ROMNEY: "I could have stayed in Detroit, like him, and gotten pulled up in the car company. I went off on my own. I didn't inherit money from my parents. What I have, I earned. I worked hard, the American way."
THE FACTS: It's true there's no evidence Romney's wealthy family gave him a trust fund, or helped him secure a job at Bain Capital, where he would ultimately make his fortune. But it's not entirely the case that his success is wholly the result of his own hard work.
Romney's father, George, was an automobile industry CEO and a Michigan governor. He paid for Mitt to attend the Cranbrook School, a private boarding school in the Detroit area. The education didn't hurt Romney's ability to get into Harvard, where he earned law and business degrees in 1975.
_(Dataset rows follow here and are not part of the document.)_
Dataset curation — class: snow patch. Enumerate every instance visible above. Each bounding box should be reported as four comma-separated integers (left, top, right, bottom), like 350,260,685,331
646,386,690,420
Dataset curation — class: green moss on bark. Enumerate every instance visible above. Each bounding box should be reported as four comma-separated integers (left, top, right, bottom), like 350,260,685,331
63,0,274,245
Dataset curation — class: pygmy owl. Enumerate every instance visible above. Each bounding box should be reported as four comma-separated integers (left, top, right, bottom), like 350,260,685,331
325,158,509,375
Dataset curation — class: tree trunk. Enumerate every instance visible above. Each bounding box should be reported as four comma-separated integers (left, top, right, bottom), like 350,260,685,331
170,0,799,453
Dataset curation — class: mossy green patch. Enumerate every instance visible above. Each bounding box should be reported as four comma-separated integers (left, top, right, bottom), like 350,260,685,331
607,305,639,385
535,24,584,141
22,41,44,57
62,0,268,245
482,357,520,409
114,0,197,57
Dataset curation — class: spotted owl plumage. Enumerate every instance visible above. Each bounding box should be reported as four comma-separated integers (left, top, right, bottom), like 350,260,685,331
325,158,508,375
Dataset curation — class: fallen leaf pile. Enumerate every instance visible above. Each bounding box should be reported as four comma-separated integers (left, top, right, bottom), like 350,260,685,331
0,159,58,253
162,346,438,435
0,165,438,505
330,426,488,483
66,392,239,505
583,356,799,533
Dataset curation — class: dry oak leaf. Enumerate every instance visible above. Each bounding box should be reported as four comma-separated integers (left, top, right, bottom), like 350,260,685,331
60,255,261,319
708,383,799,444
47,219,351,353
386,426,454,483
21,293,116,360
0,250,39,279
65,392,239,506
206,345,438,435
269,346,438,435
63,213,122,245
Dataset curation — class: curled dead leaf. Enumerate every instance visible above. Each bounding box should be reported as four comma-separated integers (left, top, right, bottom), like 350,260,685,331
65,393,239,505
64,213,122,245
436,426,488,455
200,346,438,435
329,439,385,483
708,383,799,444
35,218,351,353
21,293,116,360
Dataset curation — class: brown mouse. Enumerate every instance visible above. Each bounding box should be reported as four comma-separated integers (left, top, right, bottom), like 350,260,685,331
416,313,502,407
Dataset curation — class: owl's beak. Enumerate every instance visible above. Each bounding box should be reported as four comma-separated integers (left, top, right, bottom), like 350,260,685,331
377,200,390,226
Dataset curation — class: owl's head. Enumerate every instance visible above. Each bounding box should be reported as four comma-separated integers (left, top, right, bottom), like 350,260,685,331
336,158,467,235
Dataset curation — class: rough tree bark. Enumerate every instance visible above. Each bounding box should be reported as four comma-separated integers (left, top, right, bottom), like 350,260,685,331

While Romney appears to have gotten a job at Bain out of college on his own, the Boston Globe book "The Real Romney" reports that Romney's parents helped him and his wife buy their first home when he was in his early 20s.
On Thursday night, the Romney campaign did not dispute the finding that Romney's parents helped pay for that house, in the Boston suburb of Belmont.

ROMNEY: "The executive order is a beginning process. It's one thing, but it doesn't completely eliminate Obamacare. ... We have to go after a complete repeal. And that's going to have to have to happen with a House and a Senate, hopefully, that are Republican."
THE FACTS: With that statement, Romney essentially corrected his repeated suggestions in early debates and speeches that he would eliminate President Barack Obama's health care law with a stroke of the pen on his first day in office — a power no president has.
In one variation of the claim, he had vowed in a Sept. 7 debate that on Day One, he would sign an executive order "granting a waiver from Obamacare to all 50 states." This, despite the fact that the law lays out an onerous process for letting individual states off the hook from its requirements, and that process cannot begin until 2017.
Now he acknowledges the political reality that a Republican president would need Republican control of Congress to have a strong shot at repealing the law.